Cloud services rely on thousands of different parts and items, including server components, pipes, concrete for buildings, different metals and minerals, and delays or shortages in any one component, no matter how small, can lead to failure. Recently, maintenance crews have had to deal with a shortage of cable trays. A cable tray is a basket-like contraption used to hold cables that fall off a machine. So they designed a new cable tray that Microsoft could build or buy. Guthrie said they're also working on ways to compress as many servers as possible in existing data centers around the world so they don't have to wait for new buildings.

When OpenAI or Microsoft trains a large AI model, the work is done in one go. It is distributed across all GPUs, and at some point the units need to communicate with each other to share what they do. For AI supercomputers, Microsoft must ensure that the network devices that handle communication between all chips can handle this load, and must develop software that can fully utilize GPUs and network devices. The company now has software that can train models with tens of trillions of parameters.

Since all the machines start at the same time, Microsoft has to consider where they are placed and where the power is. Otherwise, Guthrie says, you end up with the data center version of the results, like you're in the kitchen turning on the microwave, toaster and vacuum simultaneously.

Alistair Speirs, director of global infrastructure for Microsoft Azure, a new generation of supercomputers, said the company must also ensure it can cool all these machines and chips and use evaporative, outdoor air in cooler climates and high-tech swamp coolers in hot climates.

Guthrie said Microsoft will continue to develop custom server and chip designs and find ways to optimize the supply chain to maximize speed, efficiency and cost savings.

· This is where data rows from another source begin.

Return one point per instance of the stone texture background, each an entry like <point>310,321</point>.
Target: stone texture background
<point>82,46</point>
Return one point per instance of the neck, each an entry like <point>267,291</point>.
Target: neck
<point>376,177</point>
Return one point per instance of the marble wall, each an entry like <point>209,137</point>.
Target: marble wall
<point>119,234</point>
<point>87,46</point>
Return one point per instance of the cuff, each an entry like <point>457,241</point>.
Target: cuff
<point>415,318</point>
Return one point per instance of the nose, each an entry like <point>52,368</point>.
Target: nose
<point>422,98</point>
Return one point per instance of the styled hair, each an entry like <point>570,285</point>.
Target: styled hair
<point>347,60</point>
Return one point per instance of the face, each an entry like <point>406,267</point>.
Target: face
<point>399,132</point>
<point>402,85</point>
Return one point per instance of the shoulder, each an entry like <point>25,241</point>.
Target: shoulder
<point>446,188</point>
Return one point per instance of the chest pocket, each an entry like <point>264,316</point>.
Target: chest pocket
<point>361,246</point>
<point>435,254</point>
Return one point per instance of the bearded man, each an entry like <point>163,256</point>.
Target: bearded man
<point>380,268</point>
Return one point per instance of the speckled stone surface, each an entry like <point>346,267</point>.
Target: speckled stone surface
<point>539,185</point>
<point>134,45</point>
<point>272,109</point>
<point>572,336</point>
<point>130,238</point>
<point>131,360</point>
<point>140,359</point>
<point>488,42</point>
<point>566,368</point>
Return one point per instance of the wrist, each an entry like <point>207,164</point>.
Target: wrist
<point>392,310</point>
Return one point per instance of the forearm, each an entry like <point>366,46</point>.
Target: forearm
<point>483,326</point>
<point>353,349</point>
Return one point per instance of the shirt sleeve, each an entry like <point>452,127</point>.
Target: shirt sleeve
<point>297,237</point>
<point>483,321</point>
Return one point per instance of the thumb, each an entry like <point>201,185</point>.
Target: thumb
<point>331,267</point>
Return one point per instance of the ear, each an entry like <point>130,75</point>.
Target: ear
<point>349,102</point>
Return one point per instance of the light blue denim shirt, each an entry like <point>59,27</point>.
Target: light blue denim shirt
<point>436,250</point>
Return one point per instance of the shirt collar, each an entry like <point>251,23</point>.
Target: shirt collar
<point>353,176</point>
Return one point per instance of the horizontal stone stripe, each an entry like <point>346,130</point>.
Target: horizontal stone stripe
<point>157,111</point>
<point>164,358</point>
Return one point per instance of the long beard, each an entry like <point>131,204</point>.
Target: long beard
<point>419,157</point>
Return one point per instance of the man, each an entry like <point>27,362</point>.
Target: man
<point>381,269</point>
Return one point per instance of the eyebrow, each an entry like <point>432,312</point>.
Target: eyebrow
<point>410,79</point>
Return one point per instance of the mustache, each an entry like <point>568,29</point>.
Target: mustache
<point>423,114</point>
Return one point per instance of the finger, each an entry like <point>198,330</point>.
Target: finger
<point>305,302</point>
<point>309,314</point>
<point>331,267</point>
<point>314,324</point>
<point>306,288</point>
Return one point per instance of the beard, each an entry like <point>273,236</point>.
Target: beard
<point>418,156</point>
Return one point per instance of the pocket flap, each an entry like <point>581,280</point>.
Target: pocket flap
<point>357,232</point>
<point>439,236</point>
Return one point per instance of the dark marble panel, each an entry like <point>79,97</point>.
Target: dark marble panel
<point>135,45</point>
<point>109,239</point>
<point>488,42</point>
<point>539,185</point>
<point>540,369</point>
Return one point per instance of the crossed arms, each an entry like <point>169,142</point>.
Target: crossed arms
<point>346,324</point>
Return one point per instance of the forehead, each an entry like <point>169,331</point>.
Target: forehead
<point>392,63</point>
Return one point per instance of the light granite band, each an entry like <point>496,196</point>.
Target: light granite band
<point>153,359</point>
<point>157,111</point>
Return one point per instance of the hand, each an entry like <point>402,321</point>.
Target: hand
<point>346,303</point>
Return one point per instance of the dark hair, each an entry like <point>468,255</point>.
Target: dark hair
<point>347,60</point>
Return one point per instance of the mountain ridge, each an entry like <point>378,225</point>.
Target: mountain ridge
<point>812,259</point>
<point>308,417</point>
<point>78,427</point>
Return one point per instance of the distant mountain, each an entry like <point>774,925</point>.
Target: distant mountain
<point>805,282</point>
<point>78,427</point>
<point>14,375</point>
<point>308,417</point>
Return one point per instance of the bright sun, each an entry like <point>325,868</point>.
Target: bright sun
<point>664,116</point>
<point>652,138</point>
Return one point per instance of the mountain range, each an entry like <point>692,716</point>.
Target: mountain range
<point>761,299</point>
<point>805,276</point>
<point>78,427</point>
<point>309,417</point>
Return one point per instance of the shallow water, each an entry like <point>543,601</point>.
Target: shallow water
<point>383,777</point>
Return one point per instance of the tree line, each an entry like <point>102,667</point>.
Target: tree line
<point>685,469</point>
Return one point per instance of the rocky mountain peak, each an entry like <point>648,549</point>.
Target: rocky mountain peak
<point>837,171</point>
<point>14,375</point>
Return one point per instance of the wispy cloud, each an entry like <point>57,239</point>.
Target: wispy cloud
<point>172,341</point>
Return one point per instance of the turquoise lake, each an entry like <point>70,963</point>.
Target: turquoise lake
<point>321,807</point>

"The models that amaze the world today are built on supercomputers that we started building a few years ago. The new model will be built on the new supercomputer we are training, which is bigger and more sophisticated. "

Welcome to subscribe "Shulou Technology Information " to get latest news, interesting things and hot topics in the IT industry, and controls the hottest and latest Internet news, technology news and IT industry trends.

*The comments in the above article only represent the author's personal views and do not represent the views and positions of this website. If you have more insights, please feel free to contribute and share.